Claude El Khal est un artiste « engagé ». Sa lutte contre la connerie n’est pas désincarnée. Son talent spirituel est parfaitement temporel, au service de la société. En cela, il est politique contre la politique, celle des partis, des politiciens, des axes ou des polarités. Beau Rivage, à titre d’exemple, du nom de l’infâme QG de torture des services de renseignements syriens de Beyrouth, était un acte de résistance, de l’aveu même du réalisateur, qui affirme avoir fait ce film pour que l’oubli ne phagocyte pas toutes les souffrances faites par l’occupation syrienne aux Libanais. Car Claude El Khal a une sainte horreur de la violence et de l’injustice. Toute forme de violence est pour lui simplement insoutenable, injustifiable, même lorsqu’elle est perpétrée contre les monstres sanguinaires. Aussi l’image des rebelles libyens torturant Kadhafi, malgré son extrême aversion pour le dictateur, n’a pas été sans le laisser perplexe, choqué par ce retour mimétique de violence. L’attaque féroce de la part des conservateurs, mais aussi de ces femmes soudainement ultravertueuses et outrancièrement offensées, contre Alia’ el-Mahdi, la jeune adolescente égyptienne qui a osé poser nue pour défier la phallocratie, le scandalise.

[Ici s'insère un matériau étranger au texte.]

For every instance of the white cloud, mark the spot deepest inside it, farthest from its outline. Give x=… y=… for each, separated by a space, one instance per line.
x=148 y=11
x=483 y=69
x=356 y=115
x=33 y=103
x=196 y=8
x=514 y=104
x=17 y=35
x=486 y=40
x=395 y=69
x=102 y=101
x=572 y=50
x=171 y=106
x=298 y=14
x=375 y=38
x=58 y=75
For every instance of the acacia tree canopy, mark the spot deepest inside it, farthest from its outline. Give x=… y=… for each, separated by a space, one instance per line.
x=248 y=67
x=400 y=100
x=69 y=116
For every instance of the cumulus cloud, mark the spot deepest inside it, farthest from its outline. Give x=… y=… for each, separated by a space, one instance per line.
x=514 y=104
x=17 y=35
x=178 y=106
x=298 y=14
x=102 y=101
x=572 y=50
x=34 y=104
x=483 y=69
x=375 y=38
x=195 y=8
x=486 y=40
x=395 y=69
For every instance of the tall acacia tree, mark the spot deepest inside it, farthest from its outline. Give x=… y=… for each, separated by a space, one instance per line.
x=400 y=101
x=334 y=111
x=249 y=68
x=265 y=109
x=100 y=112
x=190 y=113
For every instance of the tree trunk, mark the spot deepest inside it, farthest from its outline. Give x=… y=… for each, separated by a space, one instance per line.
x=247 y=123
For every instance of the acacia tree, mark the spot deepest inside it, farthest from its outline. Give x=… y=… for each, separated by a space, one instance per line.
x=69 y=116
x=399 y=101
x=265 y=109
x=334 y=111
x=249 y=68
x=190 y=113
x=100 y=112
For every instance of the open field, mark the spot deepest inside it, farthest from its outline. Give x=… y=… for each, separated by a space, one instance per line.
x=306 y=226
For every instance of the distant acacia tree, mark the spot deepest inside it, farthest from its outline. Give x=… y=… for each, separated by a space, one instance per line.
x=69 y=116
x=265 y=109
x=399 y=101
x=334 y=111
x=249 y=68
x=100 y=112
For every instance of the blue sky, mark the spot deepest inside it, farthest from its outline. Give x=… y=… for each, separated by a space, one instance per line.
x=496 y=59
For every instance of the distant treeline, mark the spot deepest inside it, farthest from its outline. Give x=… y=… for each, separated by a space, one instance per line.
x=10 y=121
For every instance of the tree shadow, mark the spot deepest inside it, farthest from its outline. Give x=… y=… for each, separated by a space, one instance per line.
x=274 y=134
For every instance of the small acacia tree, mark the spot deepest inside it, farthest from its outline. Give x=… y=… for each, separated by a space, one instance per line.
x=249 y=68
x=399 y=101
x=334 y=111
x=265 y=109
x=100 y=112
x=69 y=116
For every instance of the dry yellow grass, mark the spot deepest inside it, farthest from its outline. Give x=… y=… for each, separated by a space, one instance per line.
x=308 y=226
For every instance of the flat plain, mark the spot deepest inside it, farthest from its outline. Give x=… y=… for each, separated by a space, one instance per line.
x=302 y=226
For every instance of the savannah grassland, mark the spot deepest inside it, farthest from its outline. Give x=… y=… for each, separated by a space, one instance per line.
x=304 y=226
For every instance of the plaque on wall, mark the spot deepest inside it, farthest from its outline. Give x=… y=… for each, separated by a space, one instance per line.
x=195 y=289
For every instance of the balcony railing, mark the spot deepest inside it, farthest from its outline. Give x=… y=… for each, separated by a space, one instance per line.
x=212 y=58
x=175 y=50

La violence faite au patrimoine architectural, culturel – mais aussi aux personnes du troisième âge, laissées à leur sort, ou encore aux pauvres, aux employées de maison victimes d’un racisme criminel de la part de leurs employeurs ou d’une société, narcissique, chauvine, condescendante et imbue d’elle-même...

Claude El Khal est sur tous les fronts. En quête d’idéal et d’évolution permanente, de paix, de justice et de liberté, toujours. Avec un bon P’tit Bleu, si possible. Et n’est-ce pas assez pour le poète, comme disait Saint-John Perse, d’être la mauvaise conscience de son temps?